Anatomen bestuderen:
• Het woord anatomie betekent opensnijden. Het is dus een studie van de inwendige en uitwendige
structuren en de fysieke relaties tussen lichaamsdelen.
• Uit anatomische informatie komen aanwijzingen naar voren voor mogelijke functies
(De structuur van het menselijke lichaam bestuderen.)
Fysiologen bestuderen:
• Studie van de manier waarop levende organismen hun vitale functies verrichten.
• Fysiologische processen kunnen vaak worden verklaard op basis van de
achterliggende anatomie.
(De functie van het menselijk lichaam bestuderen.)
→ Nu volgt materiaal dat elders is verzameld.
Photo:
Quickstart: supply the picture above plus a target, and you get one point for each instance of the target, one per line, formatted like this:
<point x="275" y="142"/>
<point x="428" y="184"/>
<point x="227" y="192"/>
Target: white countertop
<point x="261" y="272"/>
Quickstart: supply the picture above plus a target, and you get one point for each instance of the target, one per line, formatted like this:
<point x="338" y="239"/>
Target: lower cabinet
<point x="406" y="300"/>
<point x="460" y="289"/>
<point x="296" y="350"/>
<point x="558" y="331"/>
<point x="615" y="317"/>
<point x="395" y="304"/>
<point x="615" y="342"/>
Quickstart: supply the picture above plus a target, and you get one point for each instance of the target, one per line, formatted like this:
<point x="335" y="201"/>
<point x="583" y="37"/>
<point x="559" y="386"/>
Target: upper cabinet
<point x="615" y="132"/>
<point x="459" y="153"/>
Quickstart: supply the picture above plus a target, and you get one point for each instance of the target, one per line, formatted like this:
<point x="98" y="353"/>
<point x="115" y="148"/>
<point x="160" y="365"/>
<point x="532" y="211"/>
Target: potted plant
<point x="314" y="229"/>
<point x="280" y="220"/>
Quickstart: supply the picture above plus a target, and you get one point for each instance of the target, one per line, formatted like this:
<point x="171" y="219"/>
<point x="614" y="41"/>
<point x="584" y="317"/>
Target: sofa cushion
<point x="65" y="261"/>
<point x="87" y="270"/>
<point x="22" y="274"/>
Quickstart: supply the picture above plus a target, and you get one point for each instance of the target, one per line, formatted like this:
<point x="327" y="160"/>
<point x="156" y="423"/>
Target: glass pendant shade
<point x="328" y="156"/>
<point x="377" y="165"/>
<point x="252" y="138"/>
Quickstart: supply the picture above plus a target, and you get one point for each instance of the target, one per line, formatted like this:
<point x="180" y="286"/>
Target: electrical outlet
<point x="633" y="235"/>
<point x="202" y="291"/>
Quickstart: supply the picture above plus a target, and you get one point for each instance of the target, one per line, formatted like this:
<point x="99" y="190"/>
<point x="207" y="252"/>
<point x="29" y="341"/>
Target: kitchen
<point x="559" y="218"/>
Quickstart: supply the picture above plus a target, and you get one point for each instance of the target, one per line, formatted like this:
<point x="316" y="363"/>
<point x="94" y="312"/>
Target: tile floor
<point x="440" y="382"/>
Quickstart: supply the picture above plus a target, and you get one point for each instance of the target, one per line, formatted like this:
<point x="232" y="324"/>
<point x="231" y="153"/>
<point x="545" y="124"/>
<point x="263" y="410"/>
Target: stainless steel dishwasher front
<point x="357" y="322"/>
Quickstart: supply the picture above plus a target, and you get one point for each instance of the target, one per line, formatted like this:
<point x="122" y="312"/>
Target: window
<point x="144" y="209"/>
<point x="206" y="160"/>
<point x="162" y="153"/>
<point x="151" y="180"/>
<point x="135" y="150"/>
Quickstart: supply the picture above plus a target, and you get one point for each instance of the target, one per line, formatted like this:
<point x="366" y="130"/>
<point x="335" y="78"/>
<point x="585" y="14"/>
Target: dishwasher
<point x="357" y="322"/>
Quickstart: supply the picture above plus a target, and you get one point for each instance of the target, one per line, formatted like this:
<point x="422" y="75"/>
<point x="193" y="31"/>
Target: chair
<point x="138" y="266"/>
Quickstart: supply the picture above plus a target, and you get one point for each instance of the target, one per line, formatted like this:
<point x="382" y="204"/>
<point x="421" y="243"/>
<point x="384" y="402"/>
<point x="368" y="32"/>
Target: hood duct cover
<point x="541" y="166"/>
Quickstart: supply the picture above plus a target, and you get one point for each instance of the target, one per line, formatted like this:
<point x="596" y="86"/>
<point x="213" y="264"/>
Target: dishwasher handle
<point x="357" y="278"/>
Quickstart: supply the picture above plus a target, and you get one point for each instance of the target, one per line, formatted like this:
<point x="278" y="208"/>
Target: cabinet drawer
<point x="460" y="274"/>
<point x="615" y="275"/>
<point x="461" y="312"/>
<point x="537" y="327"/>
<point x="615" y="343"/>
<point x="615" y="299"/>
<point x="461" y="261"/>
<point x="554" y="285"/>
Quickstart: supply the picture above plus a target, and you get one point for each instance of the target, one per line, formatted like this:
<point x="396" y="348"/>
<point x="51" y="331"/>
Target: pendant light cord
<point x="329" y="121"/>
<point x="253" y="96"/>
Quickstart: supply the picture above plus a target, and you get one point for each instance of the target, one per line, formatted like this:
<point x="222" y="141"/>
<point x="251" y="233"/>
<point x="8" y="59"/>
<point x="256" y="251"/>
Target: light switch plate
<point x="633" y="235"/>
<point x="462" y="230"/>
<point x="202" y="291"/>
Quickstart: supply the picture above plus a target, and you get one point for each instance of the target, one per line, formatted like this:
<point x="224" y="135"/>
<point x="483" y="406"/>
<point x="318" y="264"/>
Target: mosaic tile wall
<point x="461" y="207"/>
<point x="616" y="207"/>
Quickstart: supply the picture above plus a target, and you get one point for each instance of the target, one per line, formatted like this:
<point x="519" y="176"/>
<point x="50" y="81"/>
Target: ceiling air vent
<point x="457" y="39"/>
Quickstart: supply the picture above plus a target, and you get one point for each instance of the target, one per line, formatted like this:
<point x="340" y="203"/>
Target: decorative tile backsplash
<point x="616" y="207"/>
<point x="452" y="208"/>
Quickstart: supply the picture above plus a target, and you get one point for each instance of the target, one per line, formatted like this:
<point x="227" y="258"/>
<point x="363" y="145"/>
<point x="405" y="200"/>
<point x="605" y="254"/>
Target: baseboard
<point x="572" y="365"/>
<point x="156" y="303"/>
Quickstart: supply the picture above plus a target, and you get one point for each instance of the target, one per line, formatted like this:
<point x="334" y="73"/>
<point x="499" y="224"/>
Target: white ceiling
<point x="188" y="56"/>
Als de structuur veranderd van vorm zal er ook verandering zijn in functie.
Anatomische disciplines -> macroscopische anatomie en microscopische anatomie.
Fysiologische disciplines ->
7
,4) Zou een histoloog eerder als een specialist op het gebied van microscopische of op
macroscopische anatomie worden beschouwd? Waarom?
Histologie is de leer van de structuur en eigenschappen van weefsels en de cellen
waaruit de weefsels zijn opgebouwd. Omdat de histoloog gebruik moet maken van
een microscoop om de cellen te zien is het een specialist op microscopisch gebied.
Macroscopische anatomie:
Met het blote oog zichtbaar.
• Uitwendige anatomie
• Systemische anatomie
Bv. …
• Anatomie van gebieden (regionale anatomie)
• Anatomie van doorsneden
Microscopische anatomie:
Niet zonder vergroting beschikbaar.
• Cytologie: (H2,3 = gekend)
• Histologie: onderzoekt weefsel.
5) De belangrijkste organisatieniveaus in organismen kennen, vanaf het eenvoudigste tot het
meest complexe.
• Chemisch niveau: Atomen. Kleinste stabiele bouwstenen van de materie verbinden zich tot
moleculen.
• Celniveau: verschillende moleculen vertonen interactie waardoor grotere
structuren ontstaan. Elk type structuur heeft een eigen functie. Cellen vormen het cellulaire
organisatieniveau.
• Weefselniveau: bestaat uit cellen van hetzelfde typen die samenwerken om een specifieke functie uit
te voeren. Hartspiercellen vormen hartspierweefsel.
• Orgaanniveau: bestaat uit 2 of meer verschillende weefsels die samenwerken. Zoals het hart
bestaande uit hartspierweefsel en andere weefsels.
• Orgaanstelselniveau: organen werken samen in orgaanstelsels. Als het hart
samentrekt, wordt bloed in de bloedvaten gepompt. Het hart, bloed en bloedvaten vormen het
bloedvatenstelsel.
• Organismeniveau: alle orgaanstelsels in het lichaam werken samen om het leven en gezondheid in
stand te houden. Het organisme zelf.
8
, 6) De verschillende studie vormen van Fysiologie
Fysiologie van de mens: Bestuderen van de Functies van het menselijk lichaam.
•Celfysiologie:
Omvat gebeurtenissen op chemische of moleculair niveau, zowel chemische processen binnen cellen als tussen
cellen onderling.
•Orgaan fysiologie:
Het bestuderen van de fysiologie van bepaalde organen.
➢ Vb: nierfysiologie (nierfunctie) en harfysiologie (hartfunctie).
•Systemische fysiologie:
Alle aspecten van het functioneren van specifiek orgaanstelsels bestudeerd.
➢ Vb: ademhaling stelsel, voorplanting stelsel,..
•Pathologische fysiologie:
Het bestuderen van de effecten van aandoeningen op het functioneren van organen of stelsels.